Herbie Hancock, un talento irrequieto

di Gianni Lucini 

Il 12 aprile 1940 nasce a Chicago, nell’Illinois, il pianista e compositore Herbie Hancock. Registrato all’anagrafe con il nome di Herbie Jeffrey Hancock a sette anni incontra per la prima volta un pianoforte. Scocca un amore a prima vista ma la sua relazione con quello strumento non è facilissima. Se da una parte frequenta assiduamente le lezioni e si applica con buoni risultati allo studio della tecnica classica, dall’altra non perde occasione di picchiare con foga sui tasti bianchi e neri seguendo i dischi di George Shearing e Oscar Peterson. Nel 1956, quando ha soltanto sedici anni, dà vita a una big band di diciassette elementi che dirige e della quale cura personalmente gli arrangiamenti. L’esperimento gli procura una certa notorietà ma non gli impedisce di continuare gli studi. Terminato il corso di base decide di specializzarsi in composizione e per mantenersi suona nei piccoli club di Chicago.

La neve, un colpo di fortuna

Come nelle favole il suo debutto sulla scena del grande jazz avviene per un caso molto fortunato. Tutto accade in una sera d’inverno del 1960 quando sostituisce il pianista del gruppo del trombettista Donald Byrd, rimasto bloccato da una nevicata. Herbie è elettrizzato per l’occasione e non si risparmia. Dopo il concerto Byrd gli propone di restare con lui. È l’inizio di una carriera ricca di successi e soddisfazioni. Due anni dopo pubblica per la leggendaria Blue Note il suo primo album Takin’ off e successivamente entra a far parte del gruppo di Miles Davis nel quale diventa quasi un elemento inamovibile. L’avventura con Davis dura per alcuni anni e finisce soltanto nel 1968. Negli anni Settanta la sua tecnica pianistica e le sue capacità d’improvvisazione vengono esaltate dalle nuove sonorità elettroniche create dall’industria musicale.
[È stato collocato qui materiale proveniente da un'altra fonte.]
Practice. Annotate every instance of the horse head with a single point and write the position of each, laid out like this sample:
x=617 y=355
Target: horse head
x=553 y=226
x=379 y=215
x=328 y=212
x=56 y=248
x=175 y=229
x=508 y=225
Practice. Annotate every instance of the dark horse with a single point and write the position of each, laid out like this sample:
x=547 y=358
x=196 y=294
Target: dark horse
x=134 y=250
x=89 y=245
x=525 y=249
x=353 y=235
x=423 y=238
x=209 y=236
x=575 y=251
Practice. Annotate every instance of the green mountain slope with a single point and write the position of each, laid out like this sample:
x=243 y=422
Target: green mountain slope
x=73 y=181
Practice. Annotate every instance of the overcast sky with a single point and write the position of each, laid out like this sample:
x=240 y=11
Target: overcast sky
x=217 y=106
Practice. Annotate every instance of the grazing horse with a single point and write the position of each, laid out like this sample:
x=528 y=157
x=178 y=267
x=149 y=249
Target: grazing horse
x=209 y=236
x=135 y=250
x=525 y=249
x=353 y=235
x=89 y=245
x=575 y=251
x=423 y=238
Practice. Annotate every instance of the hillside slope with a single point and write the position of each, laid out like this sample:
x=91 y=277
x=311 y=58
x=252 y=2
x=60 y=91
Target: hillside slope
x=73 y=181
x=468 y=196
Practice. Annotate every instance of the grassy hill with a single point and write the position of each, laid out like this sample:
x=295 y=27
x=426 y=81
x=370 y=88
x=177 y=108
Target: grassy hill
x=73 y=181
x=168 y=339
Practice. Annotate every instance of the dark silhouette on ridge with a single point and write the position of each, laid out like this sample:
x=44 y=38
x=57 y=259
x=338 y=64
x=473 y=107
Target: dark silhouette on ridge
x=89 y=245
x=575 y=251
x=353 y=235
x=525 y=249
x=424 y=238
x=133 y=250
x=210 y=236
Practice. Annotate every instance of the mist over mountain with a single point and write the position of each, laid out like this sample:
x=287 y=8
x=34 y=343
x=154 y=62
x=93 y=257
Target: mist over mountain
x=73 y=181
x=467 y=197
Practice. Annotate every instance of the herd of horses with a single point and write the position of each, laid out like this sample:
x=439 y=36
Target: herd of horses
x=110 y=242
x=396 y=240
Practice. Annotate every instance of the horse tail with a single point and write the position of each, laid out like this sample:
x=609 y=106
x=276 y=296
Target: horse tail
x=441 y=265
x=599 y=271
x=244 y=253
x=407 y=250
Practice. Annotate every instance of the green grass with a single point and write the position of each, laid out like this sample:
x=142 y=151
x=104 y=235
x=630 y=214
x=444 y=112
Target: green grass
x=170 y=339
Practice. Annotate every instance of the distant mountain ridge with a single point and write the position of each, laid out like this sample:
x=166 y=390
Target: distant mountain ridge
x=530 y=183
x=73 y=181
Nel 1973 pubblica per la CBS Head Hunters, un album che, oltre a farlo conoscere da tutto il mondo, resta ancora oggi un disco fondamentale nell’evoluzione di quel genere che viene sommariamente definito come “jazz-funk”. La sua popolarità si allarga a dismisura ma questo fatto finisce per alienargli le simpatia di una parte dell’ambiente jazzistico.

Le accuse non lo scalfiscono

Sempre più spesso, infatti, si ritrova accusato dai puristi del jazz di essere eccessivamente commerciale. Hancock non si cura troppo delle critiche e va per la sua strada. Non rinuncia mai a sorprendere alternando momenti di sperimentazione pura ad altri in cui la sua vena pare indulgere verso sonorità più facili e universali. Negli anni Ottanta con l’album Future shock sembra orientarsi decisamente verso il funk computerizzato, anche grazie alla collaborazione dei Material di Bill Laswell, ma è un’incursione di breve durata. Incapace di resistere al gusto del cambiamento un paio d’anni dopo forma i VSOP II, un gruppo acustico che schiera i fratelli Wynton e Brandford Marsalis ai fiati. Quando il regista Bernard Tavernier gli chiede di realizzare la colonna sonora del film “A mezzanotte circa” chiama a raccolta i migliori jazzisti disponibili. Il risultato è una lunga e fantastica serie di session cui partecipano, oltre ai VSOP., Bobby McFerrin, John McLaughlin, Chet Baker, Billy Higgins e Dexter Gordon che verrà premiata con l’Oscar. Nel nuovo millennio riduce molto l’attività senza tuttavia rinunciare a lasciare qualche segno importante come l’album River: The Joni Letters con il quale nel 2008 vince il Grammy Award.